Abstract. Traffic regulators at intersections act as an essential factor that influences traffic flow and, subsequently, the route choices of commuters. A digital map that provides up-to-date traffic control information is beneficial not only for facilitating the commuters’ trips, but also for energy-saving and environmental protection. In this paper, instead of using expensive surveying methods, we propose an automatic way based on a Conditional Variational Autoencoder (CVAE) to recognize traffic regulators, i. e., arm rules at intersections, by leveraging the GPS data collected from vehicles and the satellite imagery retrieved from digital maps, i. e., Google Maps. We apply a Long Short-Term Memory to extract the motion dynamics over a GPS sequence traversed through the intersection. Simultaneously, we build a Convolutional Neural Network (CNN) to extract the grid-based local imagery information associated with each step of the GPS positions. Moreover, a self-attention mechanism is adopted to extract the spatial and temporal features over both the GPS and grid sequences.

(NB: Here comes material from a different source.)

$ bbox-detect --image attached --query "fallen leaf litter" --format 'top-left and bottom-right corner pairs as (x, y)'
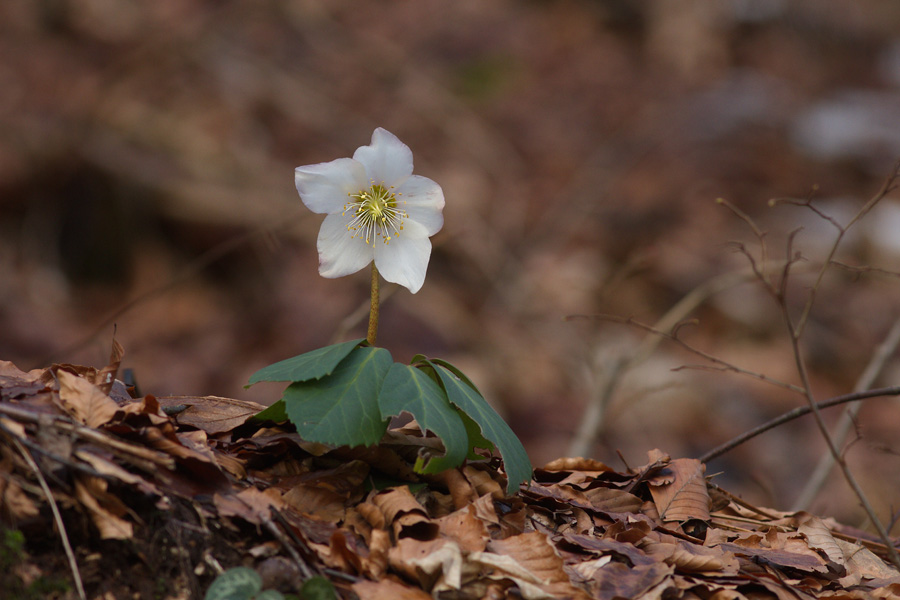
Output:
(1, 355), (898, 599)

The extracted temporal and spatial features are then combined for detecting the traffic arm rules. To analyze the performance of our method, we tested it on a GPS dataset collected by driving vehicles in Hannover, a medium-sized German city. Compared to a Random Forest model and an Encoder-Decoder model, our proposed model achieved better results with both accuracy and F1-score of 0.90 for the three-class (arm rules of uncontrolled, traffic light, and priority sign) task. We also carried out ablation studies to further investigate the effectiveness of the GPS input branch, the image input branch, and the self-attention mechanism in our model.